Seminorm estimates and joint ergodicity for pairwise independent Hardy sequences

Abstract: We develop a robust structure theory for multiple ergodic averages of commuting transformations along Hardy sequences of polynomial growth. We then apply it to derive a number of novel results on joint ergodicity, recurrence and convergence. In particular, we prove joint ergodicity for (a) pairwise independent Hardy sequences and weakly mixing transformations, (b) strongly independent Hardy sequences and ergodic transformations, (c) strongly irrationally independent Hardy sequences and totally ergodic transformations.
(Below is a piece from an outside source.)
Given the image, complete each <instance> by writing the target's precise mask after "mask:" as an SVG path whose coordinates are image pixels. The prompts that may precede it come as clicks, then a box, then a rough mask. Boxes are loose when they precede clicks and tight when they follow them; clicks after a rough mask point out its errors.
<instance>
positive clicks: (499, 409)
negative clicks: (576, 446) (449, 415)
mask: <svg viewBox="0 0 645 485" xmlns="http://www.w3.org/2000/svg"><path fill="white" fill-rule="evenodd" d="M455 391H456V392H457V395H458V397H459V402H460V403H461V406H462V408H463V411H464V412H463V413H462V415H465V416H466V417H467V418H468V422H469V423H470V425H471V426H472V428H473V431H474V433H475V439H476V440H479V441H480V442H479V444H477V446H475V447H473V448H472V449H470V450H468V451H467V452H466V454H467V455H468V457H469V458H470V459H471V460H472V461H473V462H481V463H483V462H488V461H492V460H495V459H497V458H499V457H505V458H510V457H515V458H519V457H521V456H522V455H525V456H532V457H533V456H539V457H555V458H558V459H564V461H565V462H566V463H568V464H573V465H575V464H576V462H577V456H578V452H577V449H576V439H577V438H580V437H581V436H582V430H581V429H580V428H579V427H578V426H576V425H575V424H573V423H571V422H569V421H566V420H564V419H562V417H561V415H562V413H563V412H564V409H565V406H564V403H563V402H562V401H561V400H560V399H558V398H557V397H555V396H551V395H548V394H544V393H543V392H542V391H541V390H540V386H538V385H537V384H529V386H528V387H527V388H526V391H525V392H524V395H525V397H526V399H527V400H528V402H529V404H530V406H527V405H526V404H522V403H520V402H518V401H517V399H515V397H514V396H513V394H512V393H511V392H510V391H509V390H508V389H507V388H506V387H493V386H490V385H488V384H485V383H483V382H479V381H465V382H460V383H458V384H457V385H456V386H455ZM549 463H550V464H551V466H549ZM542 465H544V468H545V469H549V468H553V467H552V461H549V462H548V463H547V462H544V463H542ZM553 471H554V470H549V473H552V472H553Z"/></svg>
We use these joint ergodicity results to provide new recurrence results for multidimensional patterns along strongly independent Hardy sequences, showing for instance that all subsets of $\mathbb{Z}^2$ of positive upper density contain patterns [ (m_1, m_2),\; (m_1 + \lfloor{n^{3/2}}\rfloor, m_2),\; (m_1, m_2 + \lfloor{n^{3/2} + n^{1/2}}\rfloor).] Last but not least, we positively resolve the joint ergodicity classification problem for pairwise independent Hardy sequences, of which the aforementioned families are special cases. While building on recent technical advances (e.g. PET coefficient tracking schemes and joint ergodicity criteria), our work introduces a number of technical developments of its own. We construct a suitable generalization of Host-Kra and box seminorms that quantitatively control ergodic averages along Hardy sequences. We subsequently use them to obtain Host-Kra seminorm estimates for averages along all pairwise independent Hardy sequences. Furthermore, we develop an ergodic version of the quantitative concatenation argument that has recently found extensive use in combinatorics, number theory and harmonic analysis. Lastly, we improve simultaneous Taylor approximations for Hardy sequences.